Oggi, leggendo la sentenza del Tar del Lazio contro il decreto Turco, siamo autorizzati a proclamare che davvero ci troviamo di fronte a una sentenza politica nel senso deteriore del termine. Cioè di un atto dettato da arroganza e compiacenza. Ha fatto bene il senatore Calvi a parlare del dovere di critica, severa e rigorosa, contro sentenze che appaiono errate. E’ ovvio che le sentenze si debbano rispettare per i loro effetti, ma è lecito disprezzarle nel contenuto quando questo è palesemente infondato dal punto di vista giuridico.
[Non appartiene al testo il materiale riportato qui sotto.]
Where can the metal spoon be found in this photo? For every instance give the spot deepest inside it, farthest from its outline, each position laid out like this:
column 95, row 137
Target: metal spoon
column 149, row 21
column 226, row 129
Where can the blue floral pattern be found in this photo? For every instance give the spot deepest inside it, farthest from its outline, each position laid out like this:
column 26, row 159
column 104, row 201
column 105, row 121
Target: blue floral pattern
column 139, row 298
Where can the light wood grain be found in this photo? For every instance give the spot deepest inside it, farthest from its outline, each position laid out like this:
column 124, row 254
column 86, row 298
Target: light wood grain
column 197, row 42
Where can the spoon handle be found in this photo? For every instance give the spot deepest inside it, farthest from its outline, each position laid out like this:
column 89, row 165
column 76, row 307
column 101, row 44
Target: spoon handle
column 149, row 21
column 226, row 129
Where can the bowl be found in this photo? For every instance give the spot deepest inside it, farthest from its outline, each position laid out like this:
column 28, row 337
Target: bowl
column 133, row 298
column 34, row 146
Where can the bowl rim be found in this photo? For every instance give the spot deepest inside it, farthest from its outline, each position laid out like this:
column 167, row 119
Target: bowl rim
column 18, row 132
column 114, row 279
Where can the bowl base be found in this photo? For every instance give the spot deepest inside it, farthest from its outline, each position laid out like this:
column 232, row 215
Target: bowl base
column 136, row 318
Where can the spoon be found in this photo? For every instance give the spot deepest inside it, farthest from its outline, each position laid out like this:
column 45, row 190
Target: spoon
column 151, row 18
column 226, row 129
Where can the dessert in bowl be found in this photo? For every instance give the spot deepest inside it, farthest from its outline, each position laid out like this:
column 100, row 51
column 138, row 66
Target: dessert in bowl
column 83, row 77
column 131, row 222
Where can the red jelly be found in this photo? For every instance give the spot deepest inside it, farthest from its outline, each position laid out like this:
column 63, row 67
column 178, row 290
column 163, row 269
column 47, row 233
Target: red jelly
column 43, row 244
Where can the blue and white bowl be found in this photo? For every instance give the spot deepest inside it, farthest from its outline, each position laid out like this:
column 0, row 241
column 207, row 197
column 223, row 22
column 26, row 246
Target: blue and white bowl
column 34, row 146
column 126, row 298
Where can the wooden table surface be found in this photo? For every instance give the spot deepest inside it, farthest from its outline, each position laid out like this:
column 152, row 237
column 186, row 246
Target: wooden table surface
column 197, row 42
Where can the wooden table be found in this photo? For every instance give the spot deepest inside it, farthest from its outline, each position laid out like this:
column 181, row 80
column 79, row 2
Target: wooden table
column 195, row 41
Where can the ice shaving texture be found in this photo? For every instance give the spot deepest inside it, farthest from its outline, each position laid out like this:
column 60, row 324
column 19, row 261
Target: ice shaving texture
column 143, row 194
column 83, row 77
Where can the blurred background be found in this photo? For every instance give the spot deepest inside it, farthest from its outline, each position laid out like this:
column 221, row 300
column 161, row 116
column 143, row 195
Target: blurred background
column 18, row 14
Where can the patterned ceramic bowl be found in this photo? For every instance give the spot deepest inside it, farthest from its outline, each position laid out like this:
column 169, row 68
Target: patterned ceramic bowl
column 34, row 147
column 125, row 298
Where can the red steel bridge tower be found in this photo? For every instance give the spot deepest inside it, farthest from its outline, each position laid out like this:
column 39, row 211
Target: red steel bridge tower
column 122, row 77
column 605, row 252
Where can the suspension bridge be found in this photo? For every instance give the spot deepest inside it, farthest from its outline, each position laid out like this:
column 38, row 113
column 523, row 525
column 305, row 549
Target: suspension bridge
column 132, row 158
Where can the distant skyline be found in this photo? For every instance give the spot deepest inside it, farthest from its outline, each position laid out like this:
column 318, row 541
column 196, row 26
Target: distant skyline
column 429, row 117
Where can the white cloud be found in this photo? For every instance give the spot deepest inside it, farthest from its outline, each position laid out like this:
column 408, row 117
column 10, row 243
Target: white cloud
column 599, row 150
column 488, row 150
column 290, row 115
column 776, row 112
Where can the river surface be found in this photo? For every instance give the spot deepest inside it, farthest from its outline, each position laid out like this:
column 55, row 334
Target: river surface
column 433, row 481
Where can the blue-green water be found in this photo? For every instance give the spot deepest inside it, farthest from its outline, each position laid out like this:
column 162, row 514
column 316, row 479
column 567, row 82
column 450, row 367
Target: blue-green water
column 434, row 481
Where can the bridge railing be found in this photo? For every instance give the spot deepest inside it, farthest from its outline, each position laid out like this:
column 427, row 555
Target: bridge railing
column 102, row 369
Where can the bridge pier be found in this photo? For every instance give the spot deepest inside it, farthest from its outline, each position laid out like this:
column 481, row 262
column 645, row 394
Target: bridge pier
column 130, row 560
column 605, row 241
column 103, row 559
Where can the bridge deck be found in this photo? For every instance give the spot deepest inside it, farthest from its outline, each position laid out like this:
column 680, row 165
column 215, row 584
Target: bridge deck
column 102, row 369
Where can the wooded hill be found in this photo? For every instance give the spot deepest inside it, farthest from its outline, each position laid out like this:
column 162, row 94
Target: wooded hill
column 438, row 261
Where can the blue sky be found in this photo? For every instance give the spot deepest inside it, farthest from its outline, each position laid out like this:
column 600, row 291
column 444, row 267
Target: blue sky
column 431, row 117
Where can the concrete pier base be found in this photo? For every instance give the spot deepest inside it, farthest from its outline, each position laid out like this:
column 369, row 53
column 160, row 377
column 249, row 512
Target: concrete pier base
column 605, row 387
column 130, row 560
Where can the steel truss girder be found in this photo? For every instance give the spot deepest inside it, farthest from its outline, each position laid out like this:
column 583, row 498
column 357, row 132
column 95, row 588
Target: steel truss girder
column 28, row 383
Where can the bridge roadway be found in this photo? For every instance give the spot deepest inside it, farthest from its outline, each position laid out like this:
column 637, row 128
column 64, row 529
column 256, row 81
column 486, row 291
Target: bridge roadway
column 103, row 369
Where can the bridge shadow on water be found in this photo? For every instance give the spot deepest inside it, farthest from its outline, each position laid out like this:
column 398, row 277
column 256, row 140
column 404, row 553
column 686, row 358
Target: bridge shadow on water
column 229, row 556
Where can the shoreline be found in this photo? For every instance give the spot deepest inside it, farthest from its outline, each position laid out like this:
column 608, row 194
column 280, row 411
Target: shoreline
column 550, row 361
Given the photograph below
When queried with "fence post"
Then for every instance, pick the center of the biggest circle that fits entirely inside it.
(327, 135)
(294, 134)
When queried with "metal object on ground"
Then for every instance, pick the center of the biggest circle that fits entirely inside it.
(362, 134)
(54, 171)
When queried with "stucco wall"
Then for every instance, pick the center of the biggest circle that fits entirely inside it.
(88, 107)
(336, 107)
La questione all’esame del tribunale amministrativo era semplice. Si trattava di stabilire se il moltiplicatore stabilito da Berlusconi, come ministro della salute ad interim, e da Castelli come ministro della giustizia, per definire la «quantità massima detenibile» (al di sopra della quale scattano le pene da sei a venti anni di carcere) fosse modificabile con un nuovo decreto dei nuovi ministri Turco e Mastella. Per la canapa, il moltiplicatore individuato dal precedente governo era venti volte la «dose media singola» (DMS), per l’equivalente di 500 milligrammi di THC. La ministra Turco il 19 novembre 2006 alla Camera dei deputati aveva spiegato le ragioni dell’innalzamento a 1000 milligrammi di THC fornendo i dati sugli effetti repressivi della nuova legge. Nel periodo di applicazione fino al 31 ottobre 2006, si era verificato una aumento di arresti per marijuana del 63%, per hashish del 10%. Qui sta la ragione di una misura assai modesta, rispetto all’obbiettivo di abrogazione di una legge fra le più punitive d’Europa. E’ davvero esilarante che il Tar sia stato attivato da una associazione di consumatori; questo dettaglio forse spiega perché in Italia tale movimento sia di assoluta irrilevanza politica e culturale. Se, come sostiene il Tar sbagliando, la legge non «conferisce al decreto un potere politico di scelta in ordine alla individuazione dei limiti massimi delle sostanze che possono essere detenute senza incorrere nelle sanzioni penali», allora anche il decreto Berlusconi-Castelli deve essere cancellato: visto che nello stesso documento a suo tempo illustrato da Giovanardi per spiegare il decreto del governo Berlusconi, si precisava che il moltiplicatore della DMS era variabile e deciso «dall’amministratore» (ossia dal governo), e non dalla commissione di esperti. Che lezione si deve trarre da questa vicenda? Sarebbe stato meglio abrogare tutto il decreto ministeriale contenente l’attuale Tabella Unica e contestualmente nominare una nuova commissione per rivedere tutta la materia, con un atto politico forte: l’abbiamo sostenuto a suo tempo e ne siamo oggi ancora più convinti. Tuttavia, il nodo vero è la modifica della legge vigente. Di questo sembra che il governo Prodi cominci ad avere piena consapevolezza.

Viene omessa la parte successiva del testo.